Leo con preocupación que Educación ya ha decidido cómo serán las reválidas de su reforme educativa, que tiene visos de no ser tampoco muy duradera. Como se sabe, la selectividad actual será suprimida a partir de 2017, y la prueba final de bachillerato, que los alumnos tendrán que aprobar para obtener el título y poder seguir estudiando, incluye 350 preguntas tipo test con cuatro respuestas a elegir. Esas pruebas tipo test, tan banales como el examen teórico de la DGT, permitirán averiguar los conocimientos acumulados por los estudiantes pero de ningún modo podrán indagar en su capacidad de raciocinio. Ni, por supuesto, en la calidad de su discurso, en si saben o no plasmarlo por escrito en una redacción inteligible, y tampoco se podrá averiguar si quienes concluyen el bachillerato cometen o no faltas de ortografía.

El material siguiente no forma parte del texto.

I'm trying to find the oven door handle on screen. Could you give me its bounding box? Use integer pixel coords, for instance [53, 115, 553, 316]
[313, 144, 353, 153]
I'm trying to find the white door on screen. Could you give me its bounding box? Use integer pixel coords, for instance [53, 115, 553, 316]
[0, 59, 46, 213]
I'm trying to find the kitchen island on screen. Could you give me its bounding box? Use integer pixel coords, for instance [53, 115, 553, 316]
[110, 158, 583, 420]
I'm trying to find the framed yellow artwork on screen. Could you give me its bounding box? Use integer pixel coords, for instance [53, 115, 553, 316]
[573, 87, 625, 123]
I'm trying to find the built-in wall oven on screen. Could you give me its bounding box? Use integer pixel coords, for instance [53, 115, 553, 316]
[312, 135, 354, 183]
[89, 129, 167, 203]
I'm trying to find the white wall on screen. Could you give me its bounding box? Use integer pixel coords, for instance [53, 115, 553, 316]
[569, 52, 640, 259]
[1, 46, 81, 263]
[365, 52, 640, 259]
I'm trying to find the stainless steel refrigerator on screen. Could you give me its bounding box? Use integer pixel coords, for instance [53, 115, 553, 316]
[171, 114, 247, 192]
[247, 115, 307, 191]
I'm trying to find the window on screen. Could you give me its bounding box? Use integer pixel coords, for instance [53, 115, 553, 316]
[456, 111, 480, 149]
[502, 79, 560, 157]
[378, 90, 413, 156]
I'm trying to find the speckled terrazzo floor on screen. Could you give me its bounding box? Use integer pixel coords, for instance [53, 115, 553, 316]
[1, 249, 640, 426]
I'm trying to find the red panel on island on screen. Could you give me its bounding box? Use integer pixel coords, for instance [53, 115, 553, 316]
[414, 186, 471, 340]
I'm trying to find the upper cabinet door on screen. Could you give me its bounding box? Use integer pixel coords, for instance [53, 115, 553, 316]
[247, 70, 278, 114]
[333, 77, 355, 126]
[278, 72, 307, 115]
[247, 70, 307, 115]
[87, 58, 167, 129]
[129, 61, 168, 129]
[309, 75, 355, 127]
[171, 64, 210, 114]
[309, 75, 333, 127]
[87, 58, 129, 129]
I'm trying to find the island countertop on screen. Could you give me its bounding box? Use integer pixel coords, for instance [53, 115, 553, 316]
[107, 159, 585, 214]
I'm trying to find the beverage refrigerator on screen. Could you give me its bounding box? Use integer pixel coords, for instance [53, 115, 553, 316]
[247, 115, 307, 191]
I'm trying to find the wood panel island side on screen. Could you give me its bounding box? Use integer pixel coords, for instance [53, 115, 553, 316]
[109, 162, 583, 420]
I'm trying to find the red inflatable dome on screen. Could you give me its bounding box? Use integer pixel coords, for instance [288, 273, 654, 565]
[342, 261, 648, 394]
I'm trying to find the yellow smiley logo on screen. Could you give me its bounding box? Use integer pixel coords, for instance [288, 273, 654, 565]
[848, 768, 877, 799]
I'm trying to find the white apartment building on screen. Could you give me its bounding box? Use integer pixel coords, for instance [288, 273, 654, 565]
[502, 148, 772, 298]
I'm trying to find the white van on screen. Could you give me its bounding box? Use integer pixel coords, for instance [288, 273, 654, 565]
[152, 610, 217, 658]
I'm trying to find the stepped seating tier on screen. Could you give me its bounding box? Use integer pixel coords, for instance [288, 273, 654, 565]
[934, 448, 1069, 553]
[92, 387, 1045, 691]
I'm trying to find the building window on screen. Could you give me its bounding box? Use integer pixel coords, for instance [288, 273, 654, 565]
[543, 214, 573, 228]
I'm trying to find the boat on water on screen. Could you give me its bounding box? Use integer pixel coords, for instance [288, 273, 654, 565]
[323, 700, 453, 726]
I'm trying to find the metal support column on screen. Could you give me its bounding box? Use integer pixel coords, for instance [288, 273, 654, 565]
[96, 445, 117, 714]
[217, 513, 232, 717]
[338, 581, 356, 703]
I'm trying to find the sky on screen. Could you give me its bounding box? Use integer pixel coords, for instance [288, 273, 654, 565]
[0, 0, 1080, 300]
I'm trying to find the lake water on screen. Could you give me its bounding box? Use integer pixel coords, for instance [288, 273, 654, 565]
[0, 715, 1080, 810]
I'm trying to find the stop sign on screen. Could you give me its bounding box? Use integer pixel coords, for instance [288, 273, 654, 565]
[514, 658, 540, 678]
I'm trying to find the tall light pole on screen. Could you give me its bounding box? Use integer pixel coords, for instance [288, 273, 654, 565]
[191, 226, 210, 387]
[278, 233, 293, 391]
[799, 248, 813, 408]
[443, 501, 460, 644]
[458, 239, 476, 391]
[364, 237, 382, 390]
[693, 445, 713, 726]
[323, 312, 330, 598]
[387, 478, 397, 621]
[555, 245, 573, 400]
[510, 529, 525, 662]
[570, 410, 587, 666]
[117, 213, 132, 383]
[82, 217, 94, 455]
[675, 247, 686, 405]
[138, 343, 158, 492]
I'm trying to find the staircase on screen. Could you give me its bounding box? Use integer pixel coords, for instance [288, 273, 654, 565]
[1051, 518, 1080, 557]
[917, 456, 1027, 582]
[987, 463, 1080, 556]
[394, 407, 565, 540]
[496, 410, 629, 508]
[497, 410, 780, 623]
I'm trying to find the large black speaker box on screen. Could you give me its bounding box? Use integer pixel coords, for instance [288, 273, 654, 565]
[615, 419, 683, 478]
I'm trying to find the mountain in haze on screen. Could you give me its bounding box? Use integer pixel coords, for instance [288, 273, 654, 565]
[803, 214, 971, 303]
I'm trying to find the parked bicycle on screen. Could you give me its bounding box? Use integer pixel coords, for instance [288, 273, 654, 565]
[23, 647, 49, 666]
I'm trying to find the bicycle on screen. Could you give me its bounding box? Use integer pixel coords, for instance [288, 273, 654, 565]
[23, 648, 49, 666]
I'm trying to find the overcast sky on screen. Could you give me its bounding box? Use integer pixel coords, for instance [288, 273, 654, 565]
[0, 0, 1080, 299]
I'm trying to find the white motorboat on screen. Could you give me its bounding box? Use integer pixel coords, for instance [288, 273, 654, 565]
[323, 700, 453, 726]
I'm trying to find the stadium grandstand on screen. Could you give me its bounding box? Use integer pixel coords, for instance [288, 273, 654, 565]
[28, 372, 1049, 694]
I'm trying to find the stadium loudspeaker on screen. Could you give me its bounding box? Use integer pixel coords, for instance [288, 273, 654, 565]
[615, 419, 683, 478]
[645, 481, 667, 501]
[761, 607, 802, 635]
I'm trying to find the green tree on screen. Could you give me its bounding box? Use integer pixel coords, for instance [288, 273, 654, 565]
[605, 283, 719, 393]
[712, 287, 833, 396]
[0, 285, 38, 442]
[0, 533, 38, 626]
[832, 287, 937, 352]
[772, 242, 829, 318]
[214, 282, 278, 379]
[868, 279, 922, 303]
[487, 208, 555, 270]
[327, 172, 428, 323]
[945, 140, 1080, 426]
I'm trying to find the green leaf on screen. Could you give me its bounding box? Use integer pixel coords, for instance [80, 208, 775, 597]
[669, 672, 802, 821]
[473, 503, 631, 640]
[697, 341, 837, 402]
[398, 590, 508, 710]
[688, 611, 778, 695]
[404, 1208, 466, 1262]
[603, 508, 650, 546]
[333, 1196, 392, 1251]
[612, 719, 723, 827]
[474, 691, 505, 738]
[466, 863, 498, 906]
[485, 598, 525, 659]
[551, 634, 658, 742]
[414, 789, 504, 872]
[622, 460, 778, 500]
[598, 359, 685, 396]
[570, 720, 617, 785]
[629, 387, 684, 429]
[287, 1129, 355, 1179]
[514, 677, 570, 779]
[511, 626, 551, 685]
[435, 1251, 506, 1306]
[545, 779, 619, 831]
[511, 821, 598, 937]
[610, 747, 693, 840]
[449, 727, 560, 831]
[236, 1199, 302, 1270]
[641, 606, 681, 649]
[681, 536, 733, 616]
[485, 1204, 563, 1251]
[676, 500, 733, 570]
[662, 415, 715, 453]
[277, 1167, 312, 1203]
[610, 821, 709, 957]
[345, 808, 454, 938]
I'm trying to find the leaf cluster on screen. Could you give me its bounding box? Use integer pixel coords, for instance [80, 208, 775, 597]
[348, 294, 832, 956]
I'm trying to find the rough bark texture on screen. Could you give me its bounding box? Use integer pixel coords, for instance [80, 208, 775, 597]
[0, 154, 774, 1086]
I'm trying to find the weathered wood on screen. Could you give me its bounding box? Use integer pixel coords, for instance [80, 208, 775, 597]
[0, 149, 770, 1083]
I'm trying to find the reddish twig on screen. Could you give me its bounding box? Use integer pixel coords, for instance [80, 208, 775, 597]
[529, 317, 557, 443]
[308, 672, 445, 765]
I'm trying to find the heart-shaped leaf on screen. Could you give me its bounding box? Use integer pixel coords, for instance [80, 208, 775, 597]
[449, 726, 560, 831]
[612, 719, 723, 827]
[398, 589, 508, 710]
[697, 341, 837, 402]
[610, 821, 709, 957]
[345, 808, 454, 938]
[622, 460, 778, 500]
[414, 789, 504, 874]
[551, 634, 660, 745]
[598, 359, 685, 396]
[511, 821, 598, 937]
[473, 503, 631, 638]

La evaluación de la formación obligatoria, que servirá obviamente para orientar el aprendizaje que se proporcione a los alumnos, debería ser un exhaustivo examen capaz de mostrar sus conocimientos, sí, pero también su grado de madurez intelectual, sus habilidades relacionales, incluso su capacidad de integración. Naturalmente, esta fórmula requeriría un esfuerzo mucho mayor de los docentes e incluso de los profesores correctores, pero sin ella, la educación perderá muchos de sus elementos insustituibles y se convertirá en un aprendizaje mecánico que poco tendrá que ver con la socialización del alumnado.